Typography hierarchy that communicates density: Large module headings create clear orientation, while data values use monospaced numbers for alignment and scannability — critical when reviewing lists of inventory quantities or financial amounts.

Building for 8 Product Teams

The single most impactful deliverable of this engagement wasn't a specific UI screen — it was the enterprise design system built to support it. With 8 product teams working across 12 modules, consistency without a shared component library would have been impossible.

🧩
400+ Components
Built in Figma with auto-layout variants and in React with Storybook documentation.
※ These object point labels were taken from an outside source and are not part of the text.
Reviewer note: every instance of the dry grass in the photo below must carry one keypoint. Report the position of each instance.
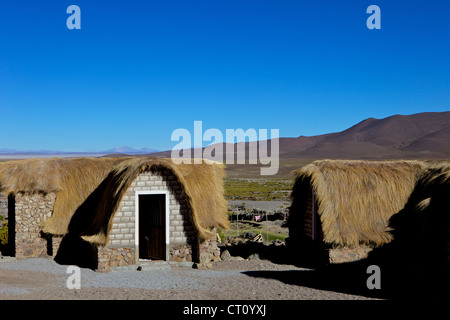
(89, 190)
(355, 199)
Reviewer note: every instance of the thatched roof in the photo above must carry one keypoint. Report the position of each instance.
(427, 208)
(355, 199)
(89, 190)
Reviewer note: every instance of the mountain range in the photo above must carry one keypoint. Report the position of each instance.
(417, 136)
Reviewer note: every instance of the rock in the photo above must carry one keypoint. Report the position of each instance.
(225, 256)
(253, 256)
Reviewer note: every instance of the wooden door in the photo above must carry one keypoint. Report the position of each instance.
(152, 216)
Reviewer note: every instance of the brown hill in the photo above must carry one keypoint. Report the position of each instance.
(418, 136)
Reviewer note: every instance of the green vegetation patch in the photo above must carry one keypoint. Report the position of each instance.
(274, 189)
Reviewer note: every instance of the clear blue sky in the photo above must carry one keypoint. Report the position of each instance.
(137, 70)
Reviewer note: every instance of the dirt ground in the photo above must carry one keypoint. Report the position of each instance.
(226, 280)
Every component has usage guidelines, accessibility notes, and code snippets.
🎨
Design Tokens
130+ semantic design tokens for colour, typography, spacing, and radius — synced between Figma and the codebase via Token Studio, eliminating design-dev drift.
📖
Living Documentation
Full Storybook documentation with interactive component playground, prop controls, and accessibility audit scores visible to every engineer on the team.
⚙️
Governance Framework
Design system governance process with contribution guidelines, review checklist, and bi-weekly design system guild meetings across all 8 product teams.

Measurable Business Impact

The project shipped in phases over 14 months, with each module launched to a controlled user group before full rollout. Post-launch metrics were tracked across a 6-month period.

94%
Task Completion Rate (was 51%)
3 days
New User Onboarding (was 3 weeks)
4.4 / 5
User Satisfaction Score

Beyond the quantitative metrics, the qualitative impact was equally significant. Post-launch user interviews revealed a fundamental shift in how users felt about the system — from "a tool I'm forced to use" to "something that actually helps me do my job better."

The design system became a foundational platform investment — within 6 months of launch, 3 additional product teams outside the original scope had adopted it for their own module work, extending the ROI well beyond the initial engagement.

What I'd Do Differently

Every large project leaves lessons. The three most significant ones from this engagement:

Start the design system earlier. We began building the system in Month 3, but should have started in Month 1. The early screens we designed before the system existed created technical debt and inconsistencies that took two sprint cycles to clean up.

More continuous testing, less big-bang testing. We ran major usability test rounds at months 4, 8, and 12. In retrospect, fortnightly lightweight testing with 3-4 users would have surfaced issues faster with less wasted design effort between rounds.

Involve engineering from day one. When engineers joined the process at wireframe stage (Month 4) rather than at pixel-ready handoff, the quality of design-to-development translation improved dramatically. Cross-functional pairing from the very start would have saved significant rework.